Re: [PATCH v2] kvm/x86: allocate the write-tracking metadata on-demand

From: Andrei Vagin
Date: Tue Feb 13 2024 - 14:32:43 EST


On Tue, Feb 13, 2024 at 9:13 AM Sean Christopherson <seanjc@xxxxxxxxxx> wrote:
>
> On Tue, Feb 06, 2024, Andrei Vagin wrote:
> > The write-track is used externally only by the gpu/drm/i915 driver.
> > Currently, it is always enabled, if a kernel has been compiled with this
> > driver.
> >
> > Enabling the write-track mechanism adds a two-byte overhead per page across
> > all memory slots. It isn't significant for regular VMs.
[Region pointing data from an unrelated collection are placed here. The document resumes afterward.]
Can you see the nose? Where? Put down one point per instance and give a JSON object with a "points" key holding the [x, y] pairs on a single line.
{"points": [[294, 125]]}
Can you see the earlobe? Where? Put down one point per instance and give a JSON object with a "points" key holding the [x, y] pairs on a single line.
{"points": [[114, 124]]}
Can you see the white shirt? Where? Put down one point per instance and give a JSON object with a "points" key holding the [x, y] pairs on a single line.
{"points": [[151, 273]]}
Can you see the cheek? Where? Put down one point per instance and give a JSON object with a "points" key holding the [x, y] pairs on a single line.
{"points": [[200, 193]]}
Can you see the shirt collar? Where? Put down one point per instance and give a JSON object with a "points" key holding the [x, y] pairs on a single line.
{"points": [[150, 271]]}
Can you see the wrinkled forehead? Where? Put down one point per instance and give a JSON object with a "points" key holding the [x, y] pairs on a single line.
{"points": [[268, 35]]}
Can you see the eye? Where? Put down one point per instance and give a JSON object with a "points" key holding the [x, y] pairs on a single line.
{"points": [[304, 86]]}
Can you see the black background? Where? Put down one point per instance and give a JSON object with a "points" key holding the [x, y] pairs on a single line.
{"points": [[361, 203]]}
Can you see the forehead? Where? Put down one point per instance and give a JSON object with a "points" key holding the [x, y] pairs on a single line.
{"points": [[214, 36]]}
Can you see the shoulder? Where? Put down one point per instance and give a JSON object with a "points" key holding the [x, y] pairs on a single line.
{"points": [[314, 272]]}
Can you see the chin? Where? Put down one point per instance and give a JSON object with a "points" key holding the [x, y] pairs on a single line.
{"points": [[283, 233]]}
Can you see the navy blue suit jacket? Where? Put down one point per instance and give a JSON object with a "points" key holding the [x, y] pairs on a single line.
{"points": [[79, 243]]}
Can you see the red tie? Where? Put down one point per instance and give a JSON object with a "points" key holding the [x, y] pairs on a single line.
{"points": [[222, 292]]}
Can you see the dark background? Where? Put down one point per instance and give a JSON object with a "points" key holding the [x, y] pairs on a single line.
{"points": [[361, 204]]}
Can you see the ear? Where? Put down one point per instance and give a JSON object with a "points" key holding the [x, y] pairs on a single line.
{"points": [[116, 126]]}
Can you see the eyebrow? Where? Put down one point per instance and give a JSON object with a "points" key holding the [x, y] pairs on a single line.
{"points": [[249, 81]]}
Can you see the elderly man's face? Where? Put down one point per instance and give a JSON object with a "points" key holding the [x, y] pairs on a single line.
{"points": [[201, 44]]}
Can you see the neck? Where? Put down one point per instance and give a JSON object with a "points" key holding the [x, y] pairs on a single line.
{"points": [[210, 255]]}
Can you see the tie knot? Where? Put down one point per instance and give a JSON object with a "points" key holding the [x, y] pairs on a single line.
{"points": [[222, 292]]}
However in gVisor,
> > where the entire process virtual address space is mapped into the VM, even
> > with a 39-bit address space, the overhead amounts to 256MB.
> >
> > This change rework the write-tracking mechanism to enable it on-demand
> > in kvm_page_track_register_notifier.
>
> Don't use "this change", "this patch", or any other variant of "this blah" that
> you come up with. :-) Simply phrase the changelog as a command.

ok:)

>
> > Here is Sean's comment about the locking scheme:
> >
> > The only potential hiccup would be if taking slots_arch_lock would
> > deadlock, but it should be impossible for slots_arch_lock to be taken in
> > any other path that involves VFIO and/or KVMGT *and* can be coincident.
> > Except for kvm_arch_destroy_vm() (which deletes KVM's internal
> > memslots), slots_arch_lock is taken only through KVM ioctls(), and the
> > caller of kvm_page_track_register_notifier() *must* hold a reference to
> > the VM.
> >
> > Cc: Paolo Bonzini <pbonzini@xxxxxxxxxx>
> > Cc: Sean Christopherson <seanjc@xxxxxxxxxx>
> > Cc: Zhenyu Wang <zhenyuw@xxxxxxxxxxxxxxx>
> > Suggested-by: Sean Christopherson <seanjc@xxxxxxxxxx>
> > Signed-off-by: Andrei Vagin <avagin@xxxxxxxxxx>
> > ---
> > v1: https://lore.kernel.org/lkml/ZcErs9rPqT09nNge@xxxxxxxxxx/T/
> > v2: allocate the write-tracking metadata on-demand
> >
> > arch/x86/include/asm/kvm_host.h | 2 +
> > arch/x86/kvm/mmu/mmu.c | 24 +++++------
> > arch/x86/kvm/mmu/page_track.c | 74 ++++++++++++++++++++++++++++-----
> > arch/x86/kvm/mmu/page_track.h | 3 +-
> > 4 files changed, 78 insertions(+), 25 deletions(-)
> >
> > diff --git a/arch/x86/include/asm/kvm_host.h b/arch/x86/include/asm/kvm_host.h
> > index d271ba20a0b2..c35641add93c 100644
> > --- a/arch/x86/include/asm/kvm_host.h
> > +++ b/arch/x86/include/asm/kvm_host.h
> > @@ -1503,6 +1503,8 @@ struct kvm_arch {
> > */
> > #define SPLIT_DESC_CACHE_MIN_NR_OBJECTS (SPTE_ENT_PER_PAGE + 1)
> > struct kvm_mmu_memory_cache split_desc_cache;
> > +
> > + bool page_write_tracking_enabled;
>
> Rather than a generic page_write_tracking_enabled, I think it makes sense to
> explicitly track if there are *external* write tracking users. One could argue
> it makes the total tracking *too* fine grained, but I think it would be helpful
> for readers to when KVM itself is using write tracking (shadow paging) versus
> when KVM has write tracking enabled, but has not allocated rmaps (external write
> tracking user).
>
> That way, kernels with CONFIG_KVM_EXTERNAL_WRITE_TRACKING=n don't need to check
> the bool (though they'll still check kvm_shadow_root_allocated()). And as a
> bonus, the diff is quite a bit smaller.
>

Your patch looks good to me. I ran kvm and gvisor tests and didn't
find any issues. I sent it as v3:
https://lkml.org/lkml/2024/2/13/1181

I didn't do any changes, so feel free to change the author.

Thanks for the help.